“Black Latents” is a RAVE model I submitted to the RAVE model challenge 2025 hosted by IRCAM, where it was voted into first place.

A heartfelt Thank You to the Forum IRCAM team and everybody involved in making the RAVE model challenge possible. The award ceremony took place during this year’s Forum IRCAM workshops in Paris.
RAVE is a variational autoencoder developed by the acids team at IRCAM that can be trained on audio data. Models created with RAVE can be used to perform neural audio synthesis in real time using object/ ecosystem nn~ in Max or Pure Data.

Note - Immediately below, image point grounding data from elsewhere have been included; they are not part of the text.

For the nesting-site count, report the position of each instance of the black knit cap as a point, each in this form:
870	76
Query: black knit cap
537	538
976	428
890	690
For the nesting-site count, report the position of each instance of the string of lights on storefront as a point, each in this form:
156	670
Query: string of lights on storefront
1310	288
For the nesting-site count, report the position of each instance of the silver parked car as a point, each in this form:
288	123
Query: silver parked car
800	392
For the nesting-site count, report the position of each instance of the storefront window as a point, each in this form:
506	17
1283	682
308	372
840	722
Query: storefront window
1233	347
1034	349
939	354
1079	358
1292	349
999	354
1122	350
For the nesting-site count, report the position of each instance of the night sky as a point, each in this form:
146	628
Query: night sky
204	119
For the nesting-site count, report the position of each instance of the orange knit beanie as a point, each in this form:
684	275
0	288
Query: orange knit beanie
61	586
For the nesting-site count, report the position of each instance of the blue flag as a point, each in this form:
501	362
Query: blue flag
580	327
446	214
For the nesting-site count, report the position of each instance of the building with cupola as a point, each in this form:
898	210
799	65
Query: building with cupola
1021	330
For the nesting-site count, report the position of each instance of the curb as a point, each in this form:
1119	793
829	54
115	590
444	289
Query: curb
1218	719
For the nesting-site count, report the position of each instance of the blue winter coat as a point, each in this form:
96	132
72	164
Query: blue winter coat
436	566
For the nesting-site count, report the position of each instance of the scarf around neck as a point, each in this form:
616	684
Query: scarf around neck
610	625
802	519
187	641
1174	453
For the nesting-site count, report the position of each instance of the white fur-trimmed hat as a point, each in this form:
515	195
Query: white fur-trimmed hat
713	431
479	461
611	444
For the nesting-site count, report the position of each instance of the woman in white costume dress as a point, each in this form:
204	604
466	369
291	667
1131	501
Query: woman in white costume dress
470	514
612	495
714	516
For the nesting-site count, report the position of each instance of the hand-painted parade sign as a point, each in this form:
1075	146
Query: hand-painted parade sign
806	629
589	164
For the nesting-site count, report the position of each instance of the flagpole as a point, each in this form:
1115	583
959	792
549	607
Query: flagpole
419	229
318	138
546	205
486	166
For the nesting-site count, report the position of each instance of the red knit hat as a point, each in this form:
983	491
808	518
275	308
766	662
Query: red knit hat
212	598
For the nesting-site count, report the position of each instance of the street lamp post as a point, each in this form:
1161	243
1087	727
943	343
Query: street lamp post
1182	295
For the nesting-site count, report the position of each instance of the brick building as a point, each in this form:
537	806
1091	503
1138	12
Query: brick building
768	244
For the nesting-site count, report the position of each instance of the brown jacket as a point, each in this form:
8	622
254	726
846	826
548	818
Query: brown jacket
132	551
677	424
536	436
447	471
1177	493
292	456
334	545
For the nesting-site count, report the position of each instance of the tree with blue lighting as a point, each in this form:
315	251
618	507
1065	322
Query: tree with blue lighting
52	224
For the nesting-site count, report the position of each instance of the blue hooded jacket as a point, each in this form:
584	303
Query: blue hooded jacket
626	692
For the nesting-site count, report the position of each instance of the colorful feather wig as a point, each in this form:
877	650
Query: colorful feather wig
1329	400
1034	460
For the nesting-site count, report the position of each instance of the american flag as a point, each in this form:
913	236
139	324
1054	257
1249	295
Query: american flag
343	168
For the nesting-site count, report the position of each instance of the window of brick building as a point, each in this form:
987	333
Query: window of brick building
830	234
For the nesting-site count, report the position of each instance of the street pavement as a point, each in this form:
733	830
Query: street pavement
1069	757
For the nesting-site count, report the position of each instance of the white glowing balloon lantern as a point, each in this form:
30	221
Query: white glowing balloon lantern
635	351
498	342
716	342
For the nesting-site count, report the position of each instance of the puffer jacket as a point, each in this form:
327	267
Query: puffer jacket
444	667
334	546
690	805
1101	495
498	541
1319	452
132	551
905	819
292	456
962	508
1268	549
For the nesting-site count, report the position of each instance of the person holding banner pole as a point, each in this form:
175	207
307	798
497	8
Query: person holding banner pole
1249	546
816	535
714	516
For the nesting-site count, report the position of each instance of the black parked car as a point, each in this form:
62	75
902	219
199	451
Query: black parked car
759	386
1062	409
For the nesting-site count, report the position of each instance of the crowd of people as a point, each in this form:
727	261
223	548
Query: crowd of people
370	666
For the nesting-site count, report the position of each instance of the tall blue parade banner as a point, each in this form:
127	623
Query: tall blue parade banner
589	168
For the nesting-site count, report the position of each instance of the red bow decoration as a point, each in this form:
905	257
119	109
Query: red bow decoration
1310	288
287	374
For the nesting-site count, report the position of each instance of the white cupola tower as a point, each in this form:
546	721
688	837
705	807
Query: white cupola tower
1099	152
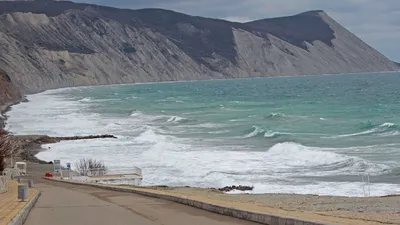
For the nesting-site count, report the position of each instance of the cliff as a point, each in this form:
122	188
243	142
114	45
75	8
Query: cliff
53	44
8	92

The idea behind my “Black Latents” model was to extract dominant characteristics from a defined body of musical work – in this case my Black Plastics series, a compilation of 7 EPs with a total of 28 audio tracks of genres Experimental Techno, Breakbeats and Drum & Bass, released between 2012-2020.
With the model, you can spawn new material in the style of what it has learned during the training using all kinds of audio input.
Below are some sound examples that have been generated with “Black Latents”.
In the following video, I’m using a model variant of “Black Latents” in a Latent Jamming setup in Pure Data. Latent Jamming is an improvisation technique where I operate from within the latent space of the model using simple signal value generators fed directly into the decoder/ generator unit of the RAVE model. All components used in the video can be found on GitHub.
Congratulations to the other winners Dylan Burchett, Christopher Trapani as well as Tristan Zand and Julien Bloit with BeatSurfing team. I highly recommend checking their models as well as all the other submissions that have been published on the Forum IRCAM website.